まつだ の ノート

ゆたかにいきる

将来を予測する技術 ~不確実な世の中を生きる術 おすすめ本2選

将来を予測できたら・・・危機を回避できたり、投資で儲かったり得することばかりだろう。

数年前に将来を予測するヒントを羽生善治さんから掴みたいと思ったことがある。ちなみに、羽生善治さんは将棋界で有名な方であることは多くに人が知っていることと思う。将棋は相手の指し手を予測して、自分の指してを工夫するようなボードゲームだ。最終的には自分の優位になるように将棋の駒を動かしてお互いの「王」と「玉」を取り合うゲームだ。将来を予測するということについて勉強になったなぁと感じた羽生さんの本を紹介する。「人工知能の核心」という本だ。

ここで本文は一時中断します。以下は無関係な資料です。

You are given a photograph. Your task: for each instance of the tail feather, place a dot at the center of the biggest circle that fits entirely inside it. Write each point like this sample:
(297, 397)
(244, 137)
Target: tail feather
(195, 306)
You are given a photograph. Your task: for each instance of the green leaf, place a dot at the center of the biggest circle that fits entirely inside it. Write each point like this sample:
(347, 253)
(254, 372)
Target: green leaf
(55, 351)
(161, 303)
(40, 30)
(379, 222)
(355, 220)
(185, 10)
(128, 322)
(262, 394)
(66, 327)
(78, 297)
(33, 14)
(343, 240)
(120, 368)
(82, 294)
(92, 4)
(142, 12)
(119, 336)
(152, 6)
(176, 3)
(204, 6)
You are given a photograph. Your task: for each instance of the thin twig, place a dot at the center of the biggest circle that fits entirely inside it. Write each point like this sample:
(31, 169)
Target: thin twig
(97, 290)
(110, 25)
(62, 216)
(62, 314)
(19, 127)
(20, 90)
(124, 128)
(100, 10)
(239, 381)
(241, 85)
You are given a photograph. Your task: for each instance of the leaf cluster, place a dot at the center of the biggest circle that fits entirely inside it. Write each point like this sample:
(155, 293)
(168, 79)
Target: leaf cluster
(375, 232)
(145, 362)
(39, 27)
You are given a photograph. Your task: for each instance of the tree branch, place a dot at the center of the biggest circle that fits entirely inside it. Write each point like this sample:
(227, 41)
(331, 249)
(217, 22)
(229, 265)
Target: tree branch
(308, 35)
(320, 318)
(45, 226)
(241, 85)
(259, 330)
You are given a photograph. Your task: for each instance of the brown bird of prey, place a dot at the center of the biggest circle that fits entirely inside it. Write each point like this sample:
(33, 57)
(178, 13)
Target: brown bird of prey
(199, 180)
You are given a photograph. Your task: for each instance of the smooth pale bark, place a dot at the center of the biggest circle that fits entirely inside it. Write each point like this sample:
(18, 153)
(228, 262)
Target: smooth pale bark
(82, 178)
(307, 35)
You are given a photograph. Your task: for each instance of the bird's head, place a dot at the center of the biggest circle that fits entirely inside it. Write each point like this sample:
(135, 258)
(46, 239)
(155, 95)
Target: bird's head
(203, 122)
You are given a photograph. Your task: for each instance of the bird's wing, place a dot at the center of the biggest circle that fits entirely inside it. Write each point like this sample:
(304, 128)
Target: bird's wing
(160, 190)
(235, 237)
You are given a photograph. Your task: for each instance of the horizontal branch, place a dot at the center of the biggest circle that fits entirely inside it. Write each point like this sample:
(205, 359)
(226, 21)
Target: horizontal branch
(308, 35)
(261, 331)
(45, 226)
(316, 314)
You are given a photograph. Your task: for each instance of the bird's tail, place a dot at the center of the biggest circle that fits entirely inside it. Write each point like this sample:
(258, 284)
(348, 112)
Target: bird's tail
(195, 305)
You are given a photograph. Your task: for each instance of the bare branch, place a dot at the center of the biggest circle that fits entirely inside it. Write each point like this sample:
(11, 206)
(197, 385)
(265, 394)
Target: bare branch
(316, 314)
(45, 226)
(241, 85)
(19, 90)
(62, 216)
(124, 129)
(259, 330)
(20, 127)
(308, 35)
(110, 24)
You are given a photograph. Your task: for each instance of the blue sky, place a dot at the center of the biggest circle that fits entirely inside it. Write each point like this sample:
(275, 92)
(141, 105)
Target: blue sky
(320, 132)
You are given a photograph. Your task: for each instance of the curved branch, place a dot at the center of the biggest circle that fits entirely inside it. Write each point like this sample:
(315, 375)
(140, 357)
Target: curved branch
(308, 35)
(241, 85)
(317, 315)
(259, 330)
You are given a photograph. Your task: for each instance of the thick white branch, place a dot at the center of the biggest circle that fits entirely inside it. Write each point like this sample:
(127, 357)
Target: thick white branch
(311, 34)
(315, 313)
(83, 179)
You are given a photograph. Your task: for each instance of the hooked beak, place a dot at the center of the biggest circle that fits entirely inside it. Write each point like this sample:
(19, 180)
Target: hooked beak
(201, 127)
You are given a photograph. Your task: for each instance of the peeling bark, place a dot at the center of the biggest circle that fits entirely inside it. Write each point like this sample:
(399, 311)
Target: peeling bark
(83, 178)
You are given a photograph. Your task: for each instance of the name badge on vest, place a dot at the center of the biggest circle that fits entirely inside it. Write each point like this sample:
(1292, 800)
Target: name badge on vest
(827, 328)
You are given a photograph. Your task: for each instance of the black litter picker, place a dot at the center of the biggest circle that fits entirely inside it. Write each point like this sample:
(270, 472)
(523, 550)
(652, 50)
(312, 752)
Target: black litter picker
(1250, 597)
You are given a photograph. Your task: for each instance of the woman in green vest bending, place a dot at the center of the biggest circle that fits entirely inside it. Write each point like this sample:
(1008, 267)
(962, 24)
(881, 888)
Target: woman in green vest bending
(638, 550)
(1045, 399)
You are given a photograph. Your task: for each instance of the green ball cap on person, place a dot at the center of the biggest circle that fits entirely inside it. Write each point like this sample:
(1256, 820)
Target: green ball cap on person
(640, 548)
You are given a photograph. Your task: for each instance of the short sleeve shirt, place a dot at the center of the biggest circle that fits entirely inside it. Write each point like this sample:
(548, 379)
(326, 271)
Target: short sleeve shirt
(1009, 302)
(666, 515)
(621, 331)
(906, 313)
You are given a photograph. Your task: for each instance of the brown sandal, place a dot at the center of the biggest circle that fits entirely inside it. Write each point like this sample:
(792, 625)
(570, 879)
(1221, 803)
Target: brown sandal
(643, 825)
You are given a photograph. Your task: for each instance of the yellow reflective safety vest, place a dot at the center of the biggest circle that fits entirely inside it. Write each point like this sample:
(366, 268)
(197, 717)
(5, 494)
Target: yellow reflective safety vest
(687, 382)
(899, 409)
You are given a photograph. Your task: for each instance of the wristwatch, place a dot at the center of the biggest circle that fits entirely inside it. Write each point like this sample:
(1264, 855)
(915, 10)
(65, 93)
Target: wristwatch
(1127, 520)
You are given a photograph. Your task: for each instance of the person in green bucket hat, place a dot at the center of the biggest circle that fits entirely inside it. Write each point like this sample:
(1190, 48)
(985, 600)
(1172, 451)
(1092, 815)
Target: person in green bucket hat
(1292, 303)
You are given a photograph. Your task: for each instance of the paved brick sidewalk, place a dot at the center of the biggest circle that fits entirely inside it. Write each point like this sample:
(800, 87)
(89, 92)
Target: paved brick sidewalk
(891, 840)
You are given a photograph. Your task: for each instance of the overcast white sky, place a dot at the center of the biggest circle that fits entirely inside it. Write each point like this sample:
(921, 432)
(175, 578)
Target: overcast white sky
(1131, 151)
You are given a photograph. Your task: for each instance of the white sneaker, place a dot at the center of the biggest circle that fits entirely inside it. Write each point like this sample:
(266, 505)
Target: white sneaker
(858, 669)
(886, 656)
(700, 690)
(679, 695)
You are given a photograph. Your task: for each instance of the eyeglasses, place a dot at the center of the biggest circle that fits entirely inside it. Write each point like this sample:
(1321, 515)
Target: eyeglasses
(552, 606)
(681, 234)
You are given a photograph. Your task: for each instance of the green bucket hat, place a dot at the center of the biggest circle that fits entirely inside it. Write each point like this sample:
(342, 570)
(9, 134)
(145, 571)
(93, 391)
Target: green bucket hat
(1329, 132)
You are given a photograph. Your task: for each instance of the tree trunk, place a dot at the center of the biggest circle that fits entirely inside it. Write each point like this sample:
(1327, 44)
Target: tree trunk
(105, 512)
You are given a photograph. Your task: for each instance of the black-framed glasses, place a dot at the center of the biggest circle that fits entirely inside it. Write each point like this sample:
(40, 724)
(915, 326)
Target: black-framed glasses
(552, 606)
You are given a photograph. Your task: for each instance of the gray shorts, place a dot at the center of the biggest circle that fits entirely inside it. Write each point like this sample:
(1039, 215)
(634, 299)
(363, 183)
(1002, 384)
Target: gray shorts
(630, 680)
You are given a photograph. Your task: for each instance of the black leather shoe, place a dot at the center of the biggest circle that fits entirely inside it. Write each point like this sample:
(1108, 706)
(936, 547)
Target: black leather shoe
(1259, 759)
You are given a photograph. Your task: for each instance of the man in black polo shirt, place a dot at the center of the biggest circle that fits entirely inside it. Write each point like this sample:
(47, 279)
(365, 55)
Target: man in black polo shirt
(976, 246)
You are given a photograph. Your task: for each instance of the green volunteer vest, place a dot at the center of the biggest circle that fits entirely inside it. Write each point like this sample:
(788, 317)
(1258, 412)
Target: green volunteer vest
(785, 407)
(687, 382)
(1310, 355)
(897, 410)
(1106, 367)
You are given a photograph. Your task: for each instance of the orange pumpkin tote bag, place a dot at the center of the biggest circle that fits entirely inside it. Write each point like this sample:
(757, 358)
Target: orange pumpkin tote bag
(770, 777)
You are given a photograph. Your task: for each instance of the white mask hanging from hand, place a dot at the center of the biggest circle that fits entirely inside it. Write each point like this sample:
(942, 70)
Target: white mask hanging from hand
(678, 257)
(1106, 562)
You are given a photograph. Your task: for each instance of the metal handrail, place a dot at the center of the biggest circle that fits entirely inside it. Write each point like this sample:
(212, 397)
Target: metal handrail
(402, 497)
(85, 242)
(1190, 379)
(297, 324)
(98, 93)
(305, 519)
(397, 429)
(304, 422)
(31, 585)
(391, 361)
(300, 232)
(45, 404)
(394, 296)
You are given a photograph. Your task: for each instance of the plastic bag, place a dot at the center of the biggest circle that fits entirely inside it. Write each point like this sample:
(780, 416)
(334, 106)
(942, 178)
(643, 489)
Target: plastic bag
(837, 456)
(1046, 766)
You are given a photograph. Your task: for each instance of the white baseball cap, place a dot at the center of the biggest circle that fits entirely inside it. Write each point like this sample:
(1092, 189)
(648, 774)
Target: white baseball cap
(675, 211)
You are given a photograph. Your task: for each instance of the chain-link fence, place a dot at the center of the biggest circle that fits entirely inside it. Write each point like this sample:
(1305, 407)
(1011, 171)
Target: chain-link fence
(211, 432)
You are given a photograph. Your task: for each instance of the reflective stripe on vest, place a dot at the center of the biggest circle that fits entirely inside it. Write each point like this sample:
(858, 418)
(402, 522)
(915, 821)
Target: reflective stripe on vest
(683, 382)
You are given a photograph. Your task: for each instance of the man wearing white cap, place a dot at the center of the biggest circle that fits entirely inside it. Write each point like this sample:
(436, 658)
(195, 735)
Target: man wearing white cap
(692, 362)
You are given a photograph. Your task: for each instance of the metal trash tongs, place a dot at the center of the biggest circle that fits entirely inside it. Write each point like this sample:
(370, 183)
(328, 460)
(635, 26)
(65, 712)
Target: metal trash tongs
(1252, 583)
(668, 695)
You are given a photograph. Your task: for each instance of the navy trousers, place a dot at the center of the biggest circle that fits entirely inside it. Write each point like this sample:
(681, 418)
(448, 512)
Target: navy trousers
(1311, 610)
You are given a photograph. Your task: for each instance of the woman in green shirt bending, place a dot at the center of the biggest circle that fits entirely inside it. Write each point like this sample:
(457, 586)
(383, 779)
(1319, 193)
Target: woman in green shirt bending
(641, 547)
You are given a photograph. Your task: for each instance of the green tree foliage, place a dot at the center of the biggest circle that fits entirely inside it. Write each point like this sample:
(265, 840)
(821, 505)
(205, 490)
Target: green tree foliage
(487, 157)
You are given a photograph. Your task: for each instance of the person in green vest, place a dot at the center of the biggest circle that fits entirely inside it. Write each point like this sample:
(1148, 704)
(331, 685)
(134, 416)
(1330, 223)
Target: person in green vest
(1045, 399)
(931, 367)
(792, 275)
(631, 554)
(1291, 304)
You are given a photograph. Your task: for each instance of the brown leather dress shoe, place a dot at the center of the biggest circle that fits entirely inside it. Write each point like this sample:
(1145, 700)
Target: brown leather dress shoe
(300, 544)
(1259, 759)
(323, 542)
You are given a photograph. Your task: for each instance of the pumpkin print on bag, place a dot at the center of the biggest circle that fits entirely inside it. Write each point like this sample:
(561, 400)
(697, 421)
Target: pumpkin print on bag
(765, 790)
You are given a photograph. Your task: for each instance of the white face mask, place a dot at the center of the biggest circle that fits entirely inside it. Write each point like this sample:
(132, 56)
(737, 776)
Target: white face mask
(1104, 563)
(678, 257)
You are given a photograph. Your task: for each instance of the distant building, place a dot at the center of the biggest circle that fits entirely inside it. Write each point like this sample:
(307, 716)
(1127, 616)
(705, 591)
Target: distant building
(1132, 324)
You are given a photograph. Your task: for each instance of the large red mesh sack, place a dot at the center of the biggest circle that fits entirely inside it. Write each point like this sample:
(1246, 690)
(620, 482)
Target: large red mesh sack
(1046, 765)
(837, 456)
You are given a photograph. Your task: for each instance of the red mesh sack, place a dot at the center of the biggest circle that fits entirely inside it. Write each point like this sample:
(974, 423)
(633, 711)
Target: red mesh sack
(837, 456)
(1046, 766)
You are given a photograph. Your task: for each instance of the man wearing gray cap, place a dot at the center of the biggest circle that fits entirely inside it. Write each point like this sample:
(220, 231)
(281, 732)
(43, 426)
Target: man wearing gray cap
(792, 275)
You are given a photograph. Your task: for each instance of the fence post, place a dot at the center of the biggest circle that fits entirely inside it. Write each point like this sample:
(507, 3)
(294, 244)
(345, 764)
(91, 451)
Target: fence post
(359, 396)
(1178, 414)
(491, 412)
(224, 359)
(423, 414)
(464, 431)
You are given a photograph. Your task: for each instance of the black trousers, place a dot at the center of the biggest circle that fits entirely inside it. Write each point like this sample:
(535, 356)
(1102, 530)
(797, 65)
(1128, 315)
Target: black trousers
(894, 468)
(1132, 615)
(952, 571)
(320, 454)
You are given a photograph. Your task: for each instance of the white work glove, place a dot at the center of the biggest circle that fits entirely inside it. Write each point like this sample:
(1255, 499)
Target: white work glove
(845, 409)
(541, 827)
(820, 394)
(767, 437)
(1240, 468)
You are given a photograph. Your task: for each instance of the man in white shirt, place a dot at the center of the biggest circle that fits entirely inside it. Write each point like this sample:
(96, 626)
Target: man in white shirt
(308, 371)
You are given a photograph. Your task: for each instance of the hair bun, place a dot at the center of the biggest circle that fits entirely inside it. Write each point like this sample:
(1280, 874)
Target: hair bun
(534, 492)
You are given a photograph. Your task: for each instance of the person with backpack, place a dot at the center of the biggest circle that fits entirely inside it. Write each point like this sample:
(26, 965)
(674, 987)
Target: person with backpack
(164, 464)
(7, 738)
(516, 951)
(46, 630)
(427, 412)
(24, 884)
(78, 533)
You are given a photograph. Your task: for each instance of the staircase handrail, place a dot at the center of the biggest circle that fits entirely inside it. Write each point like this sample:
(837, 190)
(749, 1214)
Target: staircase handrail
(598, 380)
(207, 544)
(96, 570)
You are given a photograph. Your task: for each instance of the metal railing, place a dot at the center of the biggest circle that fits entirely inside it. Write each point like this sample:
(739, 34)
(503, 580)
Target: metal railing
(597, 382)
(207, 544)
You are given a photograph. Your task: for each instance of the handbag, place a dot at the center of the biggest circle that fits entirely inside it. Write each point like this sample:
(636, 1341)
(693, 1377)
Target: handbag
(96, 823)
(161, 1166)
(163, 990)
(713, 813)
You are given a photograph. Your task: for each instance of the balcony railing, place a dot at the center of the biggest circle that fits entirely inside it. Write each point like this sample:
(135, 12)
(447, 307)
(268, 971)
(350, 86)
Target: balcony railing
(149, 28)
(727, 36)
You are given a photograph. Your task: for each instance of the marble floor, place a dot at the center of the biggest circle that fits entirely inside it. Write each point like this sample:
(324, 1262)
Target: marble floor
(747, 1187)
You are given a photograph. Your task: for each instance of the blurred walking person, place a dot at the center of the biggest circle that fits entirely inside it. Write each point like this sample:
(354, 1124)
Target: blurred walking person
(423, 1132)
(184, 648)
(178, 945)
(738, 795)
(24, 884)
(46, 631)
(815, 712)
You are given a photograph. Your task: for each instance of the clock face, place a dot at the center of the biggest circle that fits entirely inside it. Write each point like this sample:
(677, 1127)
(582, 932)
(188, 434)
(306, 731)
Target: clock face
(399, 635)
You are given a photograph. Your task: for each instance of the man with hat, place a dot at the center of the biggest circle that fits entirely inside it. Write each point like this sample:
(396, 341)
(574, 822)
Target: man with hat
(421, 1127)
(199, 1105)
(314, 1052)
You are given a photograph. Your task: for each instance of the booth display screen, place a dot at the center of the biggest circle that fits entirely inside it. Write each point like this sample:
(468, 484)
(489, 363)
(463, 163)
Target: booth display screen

この本は人工知能にできなくて人間にしかできない事ってなんだろうか?ということを考察した本だ。本の中身自体は人工知能と人間を扱っている。この本の主旨からは外れるが、「将来を予測する」という点で面白いなぁと感じた内容があった。それは、羽生さんが将棋を指す中で何手先まで読んでいるのか?という点だ。将棋の指し手は読めば読むほどそのパターンは枝分かれしていき、手数が増えるほどパターンが増えていく・・・・そんな中で羽生さんは何手先まで読んでいるのか?

 

多くて三手先、だそうだ。

 

私は意外に思った。将棋界で数々の実績を立ててきた羽生さんだから百手先とか読んでいそうだなぁって勝手に思っていた。たしかに、たくさん先を読めば読むほど、読むべきパターンだけが増えて行く。意外と意思決定に結びつくことはない。意思決定をするために先を読むはずが、目的と手段が入れ替わってしまうことになる。それに、相手の指し手なんて、そんな先の先まで読み通せるわけがない。感情一つで指す場所も変わるだろうし。つまるところ、無駄に先を読むことになり大量に考えることになり無駄に脳を消費することになってしまう。

 

羽生さんの考え方が面白かったのは、近場の一手先、二手先を丁寧に読むということだそうだ。近場の手であるが故に、確度が高い予測ともいえる。確度が高い情報をもとに、自身の戦略を微修正していきながら一手ずつ一手ずつ打っていくのだろう。

 

この考え方は実生活でもとても活かせるやり方ではないだろうか。昨今は、あらゆる分野で技術進歩が著しく、変化が激しい世の中と言われている。そんな不確実な世の中にあって、どのように将来を予測して自分自身の人生の戦略を修正していくべきなのか。羽生さんが示してくれた答えはシンプルで、すぐ先の将来を予測するということだと言える。めちゃくちゃ先の将来を考えたってしょうがないということだ。杞憂に終わるのがオチ。だったら、確度の高い直近の情報をもとに、丁寧にすぐ先を予測していくことが大切だろうと思う。その過程で、自分の人生プラン・戦略を微修正していくやり方が一番負けが少ないやり方なのだと思う(羽生さんの将棋界における実績が証明している)。で、この丁寧にすぐ先を予測していく作業を通して、将来を予測する技術が磨かれていくのだと思う。

 

その他、予測する技術を考える本として「超予測力」という本も紹介したい。

この本の結論は、「人間に将来を予測することなんて不可能」、ということだ。めちゃくちゃ単純だ。単純すぎてあっけにとられる。ひどいのがこういった結論を本の最後の方に持ってきていることだ。読み進めて読み進めて、最終的にえ!?!?結論は不可能ってことなの??wってな感じになった。でも、不可能だけども、この本のあきらめの悪さは好きだ。なるべく確度高く将来を予測することについて、10カ条を規定してみている。知的にとても面白い本なので一読をおススメする。

 

ちなみに、直近のニュースではロシアがウクライナに侵入し毎日ひどいニュースが届いている・・・で、思い起こしてほしい。1か月前に、誰がロシアが本当にウクライナに侵入すると思っただろうか?ロシアはガスの価格を吊り上げたいだけだという説を私は信じていたのだが、見事に覆された。どんなに格好よく予測をしたつもりになったって、しょせん、将来のことは分からない。一寸先は闇である。

 

まぁ、だからって予想外のことが起きたって、ボーっとしていてもしょうがない。ロシアがウクライナに侵入した後は何をしようとしているのか?予測し続け、自らの行動を微修正していく必要はあるだろう。生き残るために。